The nature of Mr Williams’s work remains a secret, but sources claim he dealt with equipment that tracked the flow of cash from Russia to Europe. The technology let MI6 follow money trails from accounts in Russia to criminal gangs.
A Kremlin car was spotted near his home on the day he was last seen alive.
Police also issued e-fits of a “Mediterranean” couple said to have visited Mr Williams in either June or July.
Coroner Dr Fiona Wilcox, who heard the 2012 inquest into his death, criticised MI6 for failing to report Mr Williams missing for a week. The delay meant a Home Office pathologist was unable to find a cause of death.
Dr Wilcox concluded that Mr Williams’s death was “unnatural and likely to have been criminally mediated”.
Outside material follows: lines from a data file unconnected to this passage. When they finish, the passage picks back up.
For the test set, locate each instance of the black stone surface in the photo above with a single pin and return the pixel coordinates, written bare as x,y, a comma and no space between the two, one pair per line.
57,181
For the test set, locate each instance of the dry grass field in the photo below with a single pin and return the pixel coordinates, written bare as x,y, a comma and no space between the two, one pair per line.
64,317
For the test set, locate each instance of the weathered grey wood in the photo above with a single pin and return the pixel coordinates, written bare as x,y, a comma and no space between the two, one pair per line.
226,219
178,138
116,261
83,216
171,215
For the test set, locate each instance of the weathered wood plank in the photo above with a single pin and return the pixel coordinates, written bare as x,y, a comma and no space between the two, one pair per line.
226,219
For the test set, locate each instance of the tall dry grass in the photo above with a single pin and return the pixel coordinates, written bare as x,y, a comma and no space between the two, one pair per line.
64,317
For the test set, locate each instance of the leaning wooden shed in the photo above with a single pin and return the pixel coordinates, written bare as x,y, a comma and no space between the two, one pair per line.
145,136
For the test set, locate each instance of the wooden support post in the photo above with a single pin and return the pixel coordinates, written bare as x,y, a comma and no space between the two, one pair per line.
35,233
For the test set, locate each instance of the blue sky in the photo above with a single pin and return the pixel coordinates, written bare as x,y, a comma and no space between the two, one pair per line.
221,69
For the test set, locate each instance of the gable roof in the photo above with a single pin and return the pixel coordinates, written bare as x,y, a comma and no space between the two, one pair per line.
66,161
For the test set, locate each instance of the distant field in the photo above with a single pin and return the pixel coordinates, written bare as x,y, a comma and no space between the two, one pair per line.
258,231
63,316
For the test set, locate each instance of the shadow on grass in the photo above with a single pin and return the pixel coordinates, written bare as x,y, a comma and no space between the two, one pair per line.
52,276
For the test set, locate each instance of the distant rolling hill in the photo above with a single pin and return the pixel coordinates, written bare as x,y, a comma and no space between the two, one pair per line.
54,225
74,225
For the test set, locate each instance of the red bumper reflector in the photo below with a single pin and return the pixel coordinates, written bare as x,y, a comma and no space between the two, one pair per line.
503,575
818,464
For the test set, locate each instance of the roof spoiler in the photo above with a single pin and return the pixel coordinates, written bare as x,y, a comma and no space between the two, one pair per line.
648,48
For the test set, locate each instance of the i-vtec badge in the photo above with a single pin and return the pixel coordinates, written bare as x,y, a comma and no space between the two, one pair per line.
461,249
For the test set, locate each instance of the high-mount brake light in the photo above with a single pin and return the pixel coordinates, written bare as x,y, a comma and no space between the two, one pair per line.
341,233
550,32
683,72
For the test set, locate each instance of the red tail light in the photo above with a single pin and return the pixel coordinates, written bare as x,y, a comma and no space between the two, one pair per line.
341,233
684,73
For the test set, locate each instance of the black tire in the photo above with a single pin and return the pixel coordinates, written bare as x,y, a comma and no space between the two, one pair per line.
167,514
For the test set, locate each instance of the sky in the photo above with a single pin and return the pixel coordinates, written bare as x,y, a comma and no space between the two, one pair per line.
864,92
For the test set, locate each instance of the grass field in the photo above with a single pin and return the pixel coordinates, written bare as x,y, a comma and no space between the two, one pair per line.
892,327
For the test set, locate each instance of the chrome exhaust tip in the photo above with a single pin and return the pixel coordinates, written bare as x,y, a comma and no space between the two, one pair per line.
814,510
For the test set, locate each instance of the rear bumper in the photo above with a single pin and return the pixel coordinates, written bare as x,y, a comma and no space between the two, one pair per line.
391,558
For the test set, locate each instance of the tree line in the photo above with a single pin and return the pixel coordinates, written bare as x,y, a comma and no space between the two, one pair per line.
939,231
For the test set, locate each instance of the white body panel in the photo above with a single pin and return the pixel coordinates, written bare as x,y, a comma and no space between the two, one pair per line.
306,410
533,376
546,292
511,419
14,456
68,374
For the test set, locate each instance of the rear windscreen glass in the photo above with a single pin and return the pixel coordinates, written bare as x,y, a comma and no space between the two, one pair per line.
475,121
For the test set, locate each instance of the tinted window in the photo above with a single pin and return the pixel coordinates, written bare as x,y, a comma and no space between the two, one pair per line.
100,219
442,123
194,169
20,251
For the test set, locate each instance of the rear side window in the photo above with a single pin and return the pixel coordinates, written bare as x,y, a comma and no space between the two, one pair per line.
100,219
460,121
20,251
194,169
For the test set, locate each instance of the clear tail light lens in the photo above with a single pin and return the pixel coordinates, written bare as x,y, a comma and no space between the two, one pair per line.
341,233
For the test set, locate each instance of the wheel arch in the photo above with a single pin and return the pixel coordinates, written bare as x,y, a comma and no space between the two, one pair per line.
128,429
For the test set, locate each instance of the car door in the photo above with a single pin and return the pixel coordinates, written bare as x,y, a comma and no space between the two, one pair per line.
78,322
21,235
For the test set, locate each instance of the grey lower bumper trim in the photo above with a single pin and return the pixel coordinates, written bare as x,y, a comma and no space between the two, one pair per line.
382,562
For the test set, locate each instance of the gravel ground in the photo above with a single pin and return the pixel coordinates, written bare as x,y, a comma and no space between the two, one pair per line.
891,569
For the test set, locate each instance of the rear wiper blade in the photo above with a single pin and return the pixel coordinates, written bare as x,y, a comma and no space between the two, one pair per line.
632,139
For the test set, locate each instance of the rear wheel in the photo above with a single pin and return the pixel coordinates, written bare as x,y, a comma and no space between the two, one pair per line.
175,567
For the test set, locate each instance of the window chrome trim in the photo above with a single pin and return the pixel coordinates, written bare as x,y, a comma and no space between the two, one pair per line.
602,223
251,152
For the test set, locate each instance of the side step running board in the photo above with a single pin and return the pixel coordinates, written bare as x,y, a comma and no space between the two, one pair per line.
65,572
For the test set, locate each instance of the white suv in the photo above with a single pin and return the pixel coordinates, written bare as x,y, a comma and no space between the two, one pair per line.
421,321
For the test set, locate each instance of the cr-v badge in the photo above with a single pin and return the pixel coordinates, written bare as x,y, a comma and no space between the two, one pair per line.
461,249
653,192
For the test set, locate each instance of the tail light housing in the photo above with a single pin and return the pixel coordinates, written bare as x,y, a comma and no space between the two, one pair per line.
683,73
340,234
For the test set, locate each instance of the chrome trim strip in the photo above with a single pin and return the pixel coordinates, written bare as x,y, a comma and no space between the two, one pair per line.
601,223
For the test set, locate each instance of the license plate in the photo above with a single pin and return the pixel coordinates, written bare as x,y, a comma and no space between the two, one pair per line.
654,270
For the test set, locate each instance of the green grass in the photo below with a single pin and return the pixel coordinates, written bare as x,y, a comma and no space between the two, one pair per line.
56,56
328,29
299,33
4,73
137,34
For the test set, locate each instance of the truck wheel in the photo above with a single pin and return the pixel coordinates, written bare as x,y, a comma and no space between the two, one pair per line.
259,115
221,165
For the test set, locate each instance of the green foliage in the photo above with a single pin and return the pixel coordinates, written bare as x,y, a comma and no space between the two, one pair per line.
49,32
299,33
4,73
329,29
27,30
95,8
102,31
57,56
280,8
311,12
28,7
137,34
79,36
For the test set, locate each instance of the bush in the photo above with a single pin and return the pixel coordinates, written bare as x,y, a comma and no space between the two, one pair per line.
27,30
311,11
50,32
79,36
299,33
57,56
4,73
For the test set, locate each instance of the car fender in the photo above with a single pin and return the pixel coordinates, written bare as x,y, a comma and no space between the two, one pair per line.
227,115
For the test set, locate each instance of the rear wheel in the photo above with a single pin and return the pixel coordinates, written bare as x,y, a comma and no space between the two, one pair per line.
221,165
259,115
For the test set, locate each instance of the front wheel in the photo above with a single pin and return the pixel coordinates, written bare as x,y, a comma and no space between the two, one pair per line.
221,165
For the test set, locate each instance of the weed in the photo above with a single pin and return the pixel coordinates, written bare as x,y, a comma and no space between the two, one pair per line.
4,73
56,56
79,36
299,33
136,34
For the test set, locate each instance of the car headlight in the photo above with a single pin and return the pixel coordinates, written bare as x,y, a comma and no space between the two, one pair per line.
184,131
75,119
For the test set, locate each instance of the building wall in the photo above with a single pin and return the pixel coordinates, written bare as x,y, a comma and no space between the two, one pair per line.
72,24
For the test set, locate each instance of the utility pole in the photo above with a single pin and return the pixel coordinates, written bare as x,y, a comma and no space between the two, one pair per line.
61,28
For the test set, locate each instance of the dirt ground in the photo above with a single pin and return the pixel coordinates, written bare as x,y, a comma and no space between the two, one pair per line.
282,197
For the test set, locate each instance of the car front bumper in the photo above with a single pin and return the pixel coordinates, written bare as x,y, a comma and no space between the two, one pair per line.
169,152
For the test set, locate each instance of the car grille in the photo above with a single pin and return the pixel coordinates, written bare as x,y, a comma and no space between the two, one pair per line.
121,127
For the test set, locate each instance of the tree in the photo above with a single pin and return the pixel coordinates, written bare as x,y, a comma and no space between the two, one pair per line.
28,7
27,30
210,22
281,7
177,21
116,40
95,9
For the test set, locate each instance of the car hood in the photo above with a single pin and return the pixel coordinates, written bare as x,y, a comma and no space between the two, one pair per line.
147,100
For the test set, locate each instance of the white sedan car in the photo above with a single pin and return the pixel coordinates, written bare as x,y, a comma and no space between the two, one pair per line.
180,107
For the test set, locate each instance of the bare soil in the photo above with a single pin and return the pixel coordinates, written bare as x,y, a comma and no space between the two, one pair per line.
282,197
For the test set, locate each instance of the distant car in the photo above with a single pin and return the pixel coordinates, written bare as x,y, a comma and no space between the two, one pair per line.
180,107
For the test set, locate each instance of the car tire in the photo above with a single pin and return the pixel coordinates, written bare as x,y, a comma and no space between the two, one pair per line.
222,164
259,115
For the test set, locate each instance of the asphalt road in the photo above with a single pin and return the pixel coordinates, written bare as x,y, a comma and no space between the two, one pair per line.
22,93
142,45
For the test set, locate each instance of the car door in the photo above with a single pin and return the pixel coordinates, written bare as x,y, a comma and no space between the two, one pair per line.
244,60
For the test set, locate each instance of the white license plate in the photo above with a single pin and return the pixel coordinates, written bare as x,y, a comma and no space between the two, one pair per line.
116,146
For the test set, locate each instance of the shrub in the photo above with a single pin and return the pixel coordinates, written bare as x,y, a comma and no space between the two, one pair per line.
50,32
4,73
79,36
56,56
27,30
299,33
She ruled out his interest in bondage and drag queens as having any bearing, adding: “I wonder if this was an attempt by some third party to manipulate the evidence.”
She also dismissed speculation that Mr Williams died due to some kind of “auto-erotic activity” and denied he had any interest in claustrophilia, the love of enclosed spaces.
Experts said even escapologist Harry Houdini would have struggled to lock himself in the bag. Pathologists said Mr Williams would have suffocated within three minutes if he was still alive when put in there.
Yet a year later, Scotland Yard ended a review of the investigation, saying it was more likely Mr Williams had locked himself in the bag and no one else was involved. The announcement angered Mr Williams’s family, who said they stood by the coroner’s findings.
Last night a Met spokesman said: “The death of Gareth Williams was subject to a thorough investigation and coroner’s inquest. We are not prepared to speculate.”